Gold prices posted their biggest weekly gain since March 2020 last week, after signs of cooling U.S. inflation lifted hopes that the Fed could be less hawkish on rate hikes.

“Gold is lower in reaction to Fed’s Waller pushing back on market reaction to the weakness in CPI as just one data point does not suggest inflation has been tamed,” said Stephen Innes, managing partner, SPI Asset Management.

“Volatility is here to stay as make no mistake inflation remains at the fulcrum.”

Fed Governor Christopher Waller said on Sunday the Fed might consider slowing the pace of rate increases at its next meeting but that should not be seen as a “softening” of its battle against inflation.

US consumer sentiment fell in November, pulled down by persistent worries about inflation and higher borrowing costs, a survey showed on Friday.
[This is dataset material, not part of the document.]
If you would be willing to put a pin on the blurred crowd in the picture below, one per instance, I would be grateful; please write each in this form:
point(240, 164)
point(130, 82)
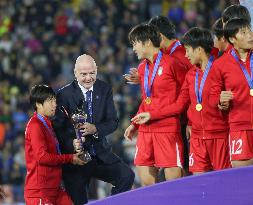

Fed fund futures are now pricing in an 91% chance of a 50-basis point rate hike at the Fed’s December meeting.

Gold is highly sensitive to rising US interest rates, as these increase the opportunity cost of holding non-yielding bullion.

The dollar index rose 0.5% after falling to its lowest in nearly three months on Friday, making gold more expensive for other currency holders. Benchmark US 10-year Treasury yields edged up from a one-month low.

Elsewhere, spot silver dropped 1.3% to USD 21.40 per ounce, platinum fell 1% to USD 1,018.50, and palladium slipped 1.3% to USD 2,013.76.